I thought my no answer would be universally understood as a rejection. Apparently not. This time Dad waited outside again this time with his beautiful daughter in tow. Her big blue bow in messed up hair bounced along next to my daughter as they played together looking at the fish tank. Good Grief, can the agony not end. While the girls look cute together all I could think of was, let’s not intermingle families. So he tried to start a conversation again. Mixed in with divorce and how many kids he had was “Would you like to go to dinner?” My knees got weak and I felt sick. I snatched my daughter’s hand, smiled and said I need to run off to do some errands but I was terribly busy you know being a single mom, I didn’t have time to date. So yeah I lied. I am sure he will come across my dating profile and call me out as a blasphemer.
You would think it was just as simple to click the checkbox on your dating profile and be done with it. The boxes for Christian that list out 5 to 10 “Types” of Christian and then the other more obvious choices like Jewish, Buddhist, Agnostic, Atheist, Muslim, and of course “Spiritual but not religious.” It’s almost easier to wonder whether money, foodie or workaholic could also be synonymous with a religion for the vast majority of profiles out there. That’s why there are dating sites like J-Date for those that are Jewish and Christian Mingle for those that are Christian – OR not!
Why should religion matter or not?
Based on my experience, religion matters a bit. If I am not as devoted as my partner in something so important as in honoring God I should allow him to express that side of himself and vice versa. However, if I begin to feel that I am less than because of his devotion than I am wasting my partner’s time. As a partner, your role is to be supportive not competitive with your partner’s religious beliefs and many times that means worshiping together, having open discussions about faith, and NOT judging each other based only upon the “red” words of the bible. Yet there are also many couples who have completely different religions or beliefs from each other that also do perfectly fine. The answer to that is about priorities. If religion is a priority than communicate that with your potential dates/relationships and explain how your every day life fulfills that you value religion. I have been told many times about someone’s values only to be showed something different. That is where many dating sites get it wrong. You check mark a box a to say you are Christian or to make you look good to potential dates and you can encounter many different types of Christians in different stages of their faith development – some are Christian by baptism and that is all while others are devoted. The overarching theme should be what you both bring to the table and what you are willing to prioritize and put up with – religion included.

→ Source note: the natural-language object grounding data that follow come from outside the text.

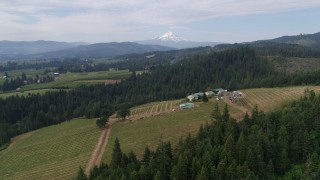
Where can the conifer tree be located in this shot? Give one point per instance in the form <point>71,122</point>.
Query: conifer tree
<point>202,175</point>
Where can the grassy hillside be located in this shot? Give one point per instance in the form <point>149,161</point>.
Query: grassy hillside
<point>72,80</point>
<point>54,152</point>
<point>295,64</point>
<point>149,131</point>
<point>25,93</point>
<point>269,99</point>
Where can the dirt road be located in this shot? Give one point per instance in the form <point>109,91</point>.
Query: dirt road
<point>99,149</point>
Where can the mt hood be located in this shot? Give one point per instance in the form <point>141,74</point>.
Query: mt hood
<point>170,39</point>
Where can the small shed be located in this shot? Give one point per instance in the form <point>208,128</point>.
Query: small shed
<point>191,97</point>
<point>209,93</point>
<point>56,74</point>
<point>186,106</point>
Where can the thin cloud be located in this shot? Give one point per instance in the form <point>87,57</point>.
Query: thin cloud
<point>86,19</point>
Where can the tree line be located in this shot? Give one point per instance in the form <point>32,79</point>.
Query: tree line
<point>232,69</point>
<point>282,144</point>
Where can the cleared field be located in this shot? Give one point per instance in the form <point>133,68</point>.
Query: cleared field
<point>154,108</point>
<point>72,80</point>
<point>16,73</point>
<point>25,93</point>
<point>54,152</point>
<point>170,126</point>
<point>294,64</point>
<point>269,99</point>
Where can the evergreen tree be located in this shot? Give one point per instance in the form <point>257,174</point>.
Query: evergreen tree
<point>312,165</point>
<point>225,114</point>
<point>81,175</point>
<point>205,97</point>
<point>202,175</point>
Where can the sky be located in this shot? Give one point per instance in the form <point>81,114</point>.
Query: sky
<point>95,21</point>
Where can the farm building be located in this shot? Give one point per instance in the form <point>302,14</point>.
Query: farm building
<point>195,96</point>
<point>56,74</point>
<point>209,93</point>
<point>219,91</point>
<point>191,97</point>
<point>186,106</point>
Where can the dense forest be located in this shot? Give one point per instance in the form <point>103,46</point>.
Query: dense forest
<point>281,144</point>
<point>233,69</point>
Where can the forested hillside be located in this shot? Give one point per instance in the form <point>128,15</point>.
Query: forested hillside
<point>235,68</point>
<point>280,144</point>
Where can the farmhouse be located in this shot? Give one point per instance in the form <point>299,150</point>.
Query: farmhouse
<point>56,74</point>
<point>220,91</point>
<point>187,106</point>
<point>209,93</point>
<point>191,97</point>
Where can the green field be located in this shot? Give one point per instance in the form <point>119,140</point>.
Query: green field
<point>16,73</point>
<point>25,93</point>
<point>136,135</point>
<point>54,152</point>
<point>269,99</point>
<point>72,80</point>
<point>294,64</point>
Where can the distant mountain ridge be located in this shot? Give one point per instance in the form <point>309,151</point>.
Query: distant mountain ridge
<point>170,39</point>
<point>34,47</point>
<point>104,50</point>
<point>308,40</point>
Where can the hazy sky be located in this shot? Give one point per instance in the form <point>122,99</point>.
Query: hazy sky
<point>131,20</point>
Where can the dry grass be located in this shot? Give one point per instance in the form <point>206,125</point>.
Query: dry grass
<point>269,99</point>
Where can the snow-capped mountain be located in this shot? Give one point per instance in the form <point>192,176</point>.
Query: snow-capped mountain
<point>170,36</point>
<point>170,39</point>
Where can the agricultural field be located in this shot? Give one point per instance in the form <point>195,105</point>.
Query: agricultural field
<point>25,93</point>
<point>269,99</point>
<point>73,80</point>
<point>295,64</point>
<point>16,73</point>
<point>163,125</point>
<point>54,152</point>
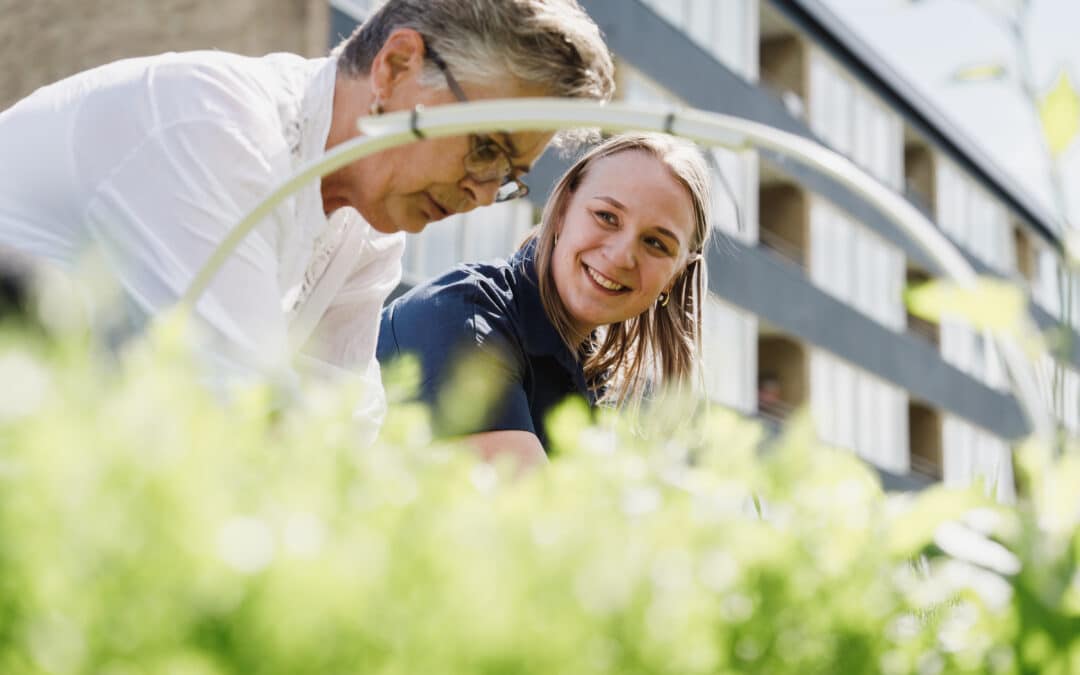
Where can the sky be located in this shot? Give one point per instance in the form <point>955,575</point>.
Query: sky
<point>929,40</point>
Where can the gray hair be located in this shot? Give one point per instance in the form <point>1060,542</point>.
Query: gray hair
<point>551,43</point>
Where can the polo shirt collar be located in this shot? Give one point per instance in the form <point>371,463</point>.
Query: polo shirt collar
<point>538,335</point>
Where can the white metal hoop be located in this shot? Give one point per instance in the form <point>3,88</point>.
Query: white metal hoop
<point>709,129</point>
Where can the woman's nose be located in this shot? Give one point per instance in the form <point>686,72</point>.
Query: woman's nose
<point>482,192</point>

When the going gets tough and TOUGH ain’t enough
While in San Antonio with Dallas Single Dad I quietly walked into the the Cathedral de San Fernando to sit and pray. We both grew up Catholic and both had tried out different religions but it was a topic we never brought up. We both are not exactly as devoted to church on our Sundays. I was quite embarrassed in having him see me pray because I felt like I would look hypocritical in his eyes since I am not that devoted. I pray all the time and I wanted to pray again just didn’t want him to see me. Of course he snuck up behind me as I finished and it obviously didn’t bother me afterward. Yet we still don’t really talk about religion and it is something that I think all couples should talk about before they get serious. Religion is not just important in sad times or difficult times but also in happy times or seemingly happy times. As individuals we all evolved in different ways and how we practice our religion plays a role in how we conduct our lives. There is a strength in energy when we pray together as a unit and a couple that prays together essentially enjoins those energy forces and imparts that to their children. When things get tough, I know that God has my back and my partner will hold my hand.